Abstract: SA-PO960
The Genetics of Idiopathic Nephrotic Syndrome at the Population Level
Session Information
- Glomerular Diseases: Translational Studies and Biomarkers
November 04, 2023 | Location: Exhibit Hall, Pennsylvania Convention Center
Abstract Time: 10:00 AM - 12:00 PM
Category: Glomerular Diseases
- 1402 Glomerular Diseases: Clinical, Outcomes, and Trials
Authors
- Wooden, Benjamin, Columbia University, New York, New York, United States
- Jin, Gina, Columbia University, New York, New York, United States
- Mitrotti, Adele, Columbia University, New York, New York, United States
- Gupta, Yask, Columbia University, New York, New York, United States
- Elliott, Mark, Columbia University, New York, New York, United States
- Lim, Tze Yin, Columbia University, New York, New York, United States
- Canetta, Pietro A., Columbia University, New York, New York, United States
- Marasa, Maddalena, Columbia University, New York, New York, United States
- Khan, Atlas, Columbia University, New York, New York, United States
- Montini, Giovanni, IRCCS Policlinico di Milano, Milano, Lombardia, Italy
- Tasic, Velibor, University Children's Hospital, Skopje, Skopje, Macedonia (the former Yugoslav Republic of)
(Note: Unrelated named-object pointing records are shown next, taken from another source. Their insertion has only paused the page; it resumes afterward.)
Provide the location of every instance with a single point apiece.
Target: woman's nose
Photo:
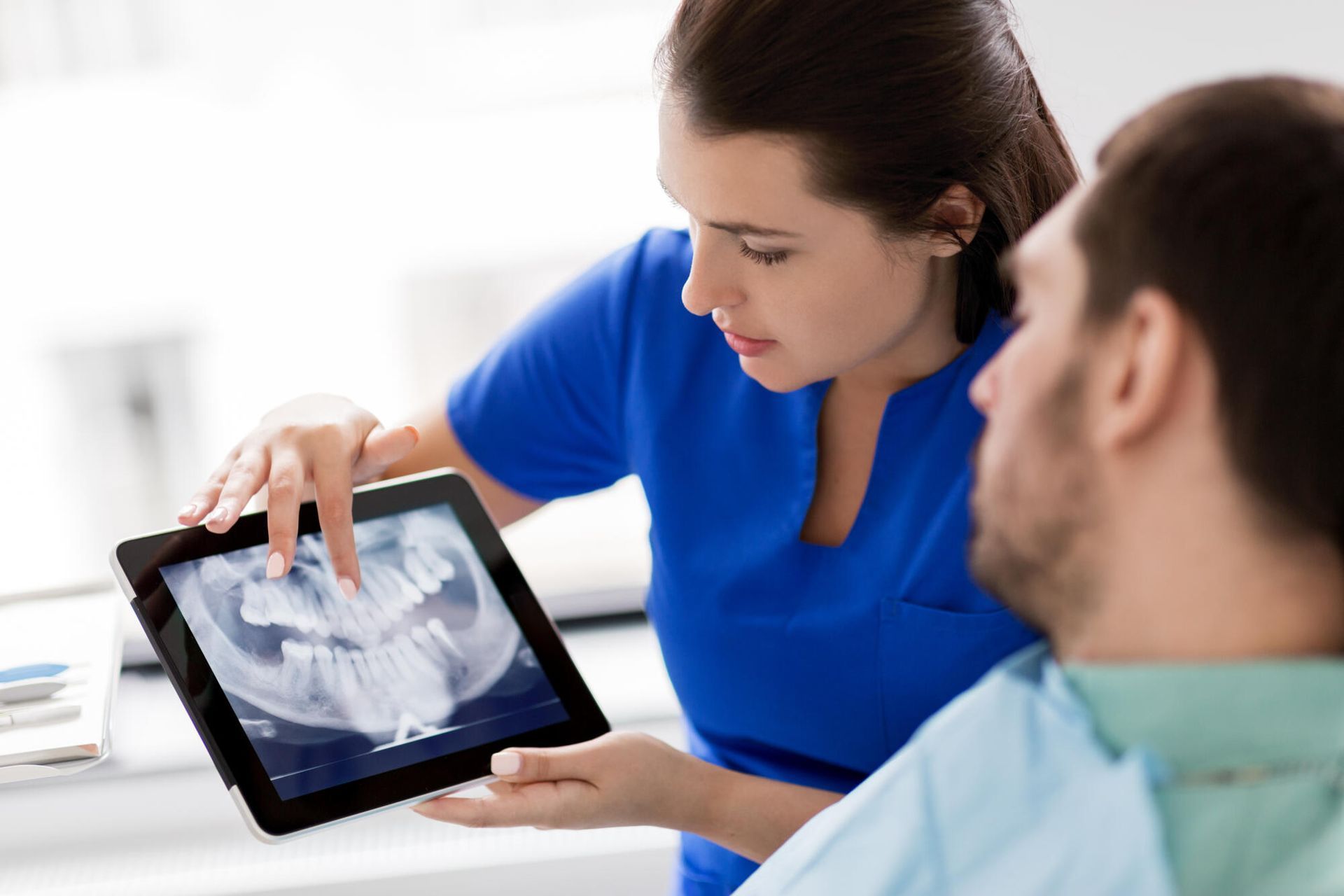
(708, 286)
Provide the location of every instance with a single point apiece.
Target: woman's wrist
(692, 793)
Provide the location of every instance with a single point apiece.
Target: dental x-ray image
(426, 660)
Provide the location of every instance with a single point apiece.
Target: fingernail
(505, 763)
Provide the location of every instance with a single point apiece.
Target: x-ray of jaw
(426, 631)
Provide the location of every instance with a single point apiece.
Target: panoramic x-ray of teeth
(426, 636)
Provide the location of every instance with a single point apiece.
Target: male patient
(1160, 491)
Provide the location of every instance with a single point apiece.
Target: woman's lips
(748, 347)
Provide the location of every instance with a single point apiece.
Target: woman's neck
(926, 346)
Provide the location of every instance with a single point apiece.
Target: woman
(853, 171)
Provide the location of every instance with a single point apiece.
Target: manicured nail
(505, 763)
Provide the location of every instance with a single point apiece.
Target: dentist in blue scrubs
(788, 378)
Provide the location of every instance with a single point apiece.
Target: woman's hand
(323, 441)
(617, 780)
(629, 778)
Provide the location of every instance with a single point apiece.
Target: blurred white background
(209, 207)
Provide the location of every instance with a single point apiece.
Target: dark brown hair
(894, 101)
(1227, 198)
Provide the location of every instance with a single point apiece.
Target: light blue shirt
(1006, 790)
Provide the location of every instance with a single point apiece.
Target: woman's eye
(762, 258)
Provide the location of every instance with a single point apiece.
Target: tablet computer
(318, 710)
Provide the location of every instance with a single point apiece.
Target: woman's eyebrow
(737, 229)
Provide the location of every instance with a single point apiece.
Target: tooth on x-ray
(425, 633)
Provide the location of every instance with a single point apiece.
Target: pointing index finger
(335, 498)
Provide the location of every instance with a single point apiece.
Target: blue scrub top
(794, 662)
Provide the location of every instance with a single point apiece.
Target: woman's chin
(773, 375)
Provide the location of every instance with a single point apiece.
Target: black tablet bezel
(229, 747)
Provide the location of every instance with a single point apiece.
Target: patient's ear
(960, 209)
(1152, 354)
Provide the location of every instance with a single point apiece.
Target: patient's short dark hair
(1228, 198)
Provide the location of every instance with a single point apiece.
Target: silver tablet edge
(274, 840)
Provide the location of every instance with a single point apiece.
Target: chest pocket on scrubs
(930, 654)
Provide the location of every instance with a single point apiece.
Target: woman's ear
(960, 209)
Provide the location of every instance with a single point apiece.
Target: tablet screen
(426, 660)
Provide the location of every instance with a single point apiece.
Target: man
(1160, 491)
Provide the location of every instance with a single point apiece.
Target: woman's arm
(634, 780)
(438, 447)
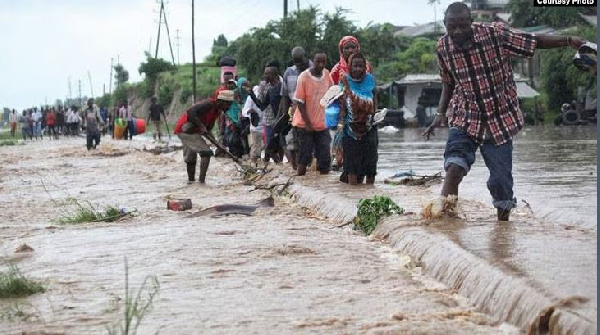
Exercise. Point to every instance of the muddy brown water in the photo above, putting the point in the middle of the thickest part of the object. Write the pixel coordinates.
(287, 270)
(283, 270)
(554, 168)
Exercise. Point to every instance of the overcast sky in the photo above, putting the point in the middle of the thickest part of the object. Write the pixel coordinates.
(43, 43)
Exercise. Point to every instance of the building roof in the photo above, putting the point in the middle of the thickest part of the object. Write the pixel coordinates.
(505, 17)
(591, 19)
(422, 29)
(523, 90)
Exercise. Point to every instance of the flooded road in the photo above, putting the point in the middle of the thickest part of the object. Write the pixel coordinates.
(284, 270)
(554, 168)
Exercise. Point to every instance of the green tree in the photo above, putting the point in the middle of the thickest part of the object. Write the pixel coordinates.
(121, 75)
(559, 78)
(218, 49)
(524, 14)
(152, 68)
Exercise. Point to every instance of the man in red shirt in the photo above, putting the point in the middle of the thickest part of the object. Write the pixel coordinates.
(478, 84)
(196, 122)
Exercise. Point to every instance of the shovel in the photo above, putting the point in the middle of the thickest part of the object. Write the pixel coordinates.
(245, 168)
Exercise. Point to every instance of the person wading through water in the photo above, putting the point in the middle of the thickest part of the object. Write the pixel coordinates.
(156, 111)
(360, 140)
(478, 84)
(271, 92)
(347, 46)
(287, 105)
(309, 121)
(195, 123)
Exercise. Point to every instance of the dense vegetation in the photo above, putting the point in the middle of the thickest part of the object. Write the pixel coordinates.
(390, 55)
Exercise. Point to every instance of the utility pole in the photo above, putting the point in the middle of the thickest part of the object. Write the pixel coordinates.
(70, 90)
(159, 24)
(178, 45)
(193, 59)
(110, 82)
(91, 88)
(168, 34)
(80, 104)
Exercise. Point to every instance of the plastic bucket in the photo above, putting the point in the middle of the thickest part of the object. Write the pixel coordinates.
(332, 114)
(120, 126)
(140, 126)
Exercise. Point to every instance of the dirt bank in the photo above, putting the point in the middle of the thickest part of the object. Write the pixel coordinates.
(285, 269)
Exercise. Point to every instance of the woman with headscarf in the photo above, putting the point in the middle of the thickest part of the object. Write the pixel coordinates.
(358, 105)
(347, 46)
(244, 122)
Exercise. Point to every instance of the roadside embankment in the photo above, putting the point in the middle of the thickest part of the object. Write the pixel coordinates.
(537, 275)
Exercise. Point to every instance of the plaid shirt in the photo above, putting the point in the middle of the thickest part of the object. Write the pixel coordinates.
(485, 95)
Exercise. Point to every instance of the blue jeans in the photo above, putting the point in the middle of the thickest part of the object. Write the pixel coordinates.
(318, 142)
(460, 150)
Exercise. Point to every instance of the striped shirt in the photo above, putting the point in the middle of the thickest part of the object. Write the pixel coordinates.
(485, 99)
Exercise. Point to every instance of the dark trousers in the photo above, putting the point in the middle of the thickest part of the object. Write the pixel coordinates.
(93, 139)
(128, 133)
(318, 142)
(461, 149)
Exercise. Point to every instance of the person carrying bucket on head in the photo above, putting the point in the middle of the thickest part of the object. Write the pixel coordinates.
(156, 111)
(126, 114)
(197, 123)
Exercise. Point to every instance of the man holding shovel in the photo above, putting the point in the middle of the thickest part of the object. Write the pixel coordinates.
(195, 124)
(156, 111)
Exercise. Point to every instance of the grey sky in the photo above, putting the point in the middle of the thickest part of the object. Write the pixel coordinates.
(44, 42)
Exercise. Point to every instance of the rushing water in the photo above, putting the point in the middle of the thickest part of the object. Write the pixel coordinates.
(554, 168)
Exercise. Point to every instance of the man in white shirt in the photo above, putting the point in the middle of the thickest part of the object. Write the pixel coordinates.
(257, 122)
(125, 114)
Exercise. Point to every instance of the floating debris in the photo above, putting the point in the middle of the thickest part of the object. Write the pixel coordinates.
(229, 209)
(23, 248)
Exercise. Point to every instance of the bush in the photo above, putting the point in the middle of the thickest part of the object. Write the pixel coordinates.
(13, 284)
(165, 94)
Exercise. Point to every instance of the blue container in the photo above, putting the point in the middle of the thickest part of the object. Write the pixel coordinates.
(332, 114)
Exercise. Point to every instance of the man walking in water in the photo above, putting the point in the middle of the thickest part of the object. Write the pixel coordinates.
(156, 111)
(196, 123)
(478, 84)
(93, 122)
(288, 90)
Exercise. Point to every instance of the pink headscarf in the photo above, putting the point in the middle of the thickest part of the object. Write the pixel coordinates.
(231, 69)
(342, 66)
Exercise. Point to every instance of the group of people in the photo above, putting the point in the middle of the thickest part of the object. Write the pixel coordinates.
(90, 119)
(284, 115)
(49, 121)
(478, 92)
- Giordano, Mario, Pediatric Hospital "Giovanni XXIII", Bari, Puglia, Italy
- Scolari, Francesco, Universita degli Studi di Brescia, Brescia, Lombardia, Italy
- Conti, Giovanni, Azienda Ospedaliera Universitaria "G. Martino", Messina, Sicily, Italy
- Magistroni, Riccardo, Universita degli Studi di Modena e Reggio Emilia, Modena, Emilia-Romagna, Italy
- Bomback, Andrew S., Columbia University, New York, New York, United States
- Kiryluk, Krzysztof, Columbia University, New York, New York, United States
- Fiaccadori, Enrico, Istituto Giannina Gaslini, Genova, Liguria, Italy
- Gesualdo, Loreto, Universita degli Studi di Bari Aldo Moro, Bari, Puglia, Italy
- Caliskan, Yasar, Saint Louis University, Saint Louis, Missouri, United States
- D'Agati, Vivette D., Columbia University, New York, New York, United States
- Ghiggeri, Gian Marco, Istituto Giannina Gaslini, Genova, Liguria, Italy
- Gharavi, Ali G., Columbia University, New York, New York, United States
- Sanna-Cherchi, Simone, Columbia University, New York, New York, United States
Background
Genetics play an important role in idiopathic nephrotic syndrome (NS), but our current understanding of clinical-genetic correlations is drawn from small or highly selected studies, with limited representation of different ancestries, ages of onset, and responses to therapy. Here, we present results from a large and broadly-representative cohort of patients with INS who underwent whole exome sequencing.
Methods
2,009 patients were enrolled and sequenced. The cohort included patients with proteinuric kidney disease with a biopsy showing FSGS or minimal change disease, or NS without biopsy. Patients with a known secondary cause were excluded. The cohort included children and adults of different genetic ancestries, irrespective of family history of NS or prior response to immunosuppression.
Results
Overall, 10.6% of patients were found to have a monogenic variant known to be associated with inherited NS. Across genetic ancestries, the rates of monogenic variant discovery were largely similar, with the notable exception being patients of African ancestry, in whom non-APOL1 Mendelian variants were much less common. Overall, the highest rate of discovery was in steroid-resistant pediatric patients. In adult-onset disease, there was also a significant rate of monogenic variant discovery, including in steroid-sensitive patients -- most of this group featured heterozygous COL4A variants. Pathway analysis showed that GBM-related variants were most common in adult-onset cases, while podocyte genes predominated in pediatric disease. APOL1 high-risk genotypes were associated with risk of ESKD within individuals of African ancestry, as well as faster eGFR decline even in steroid sensitive cases.
Conclusion
In this large cohort of patients with idiopathic NS, exome sequencing analyses provide a diagnostic roadmap for clinical-genetic correlations across the lifespan, ancestry, phenotype, and response to immunosuppression.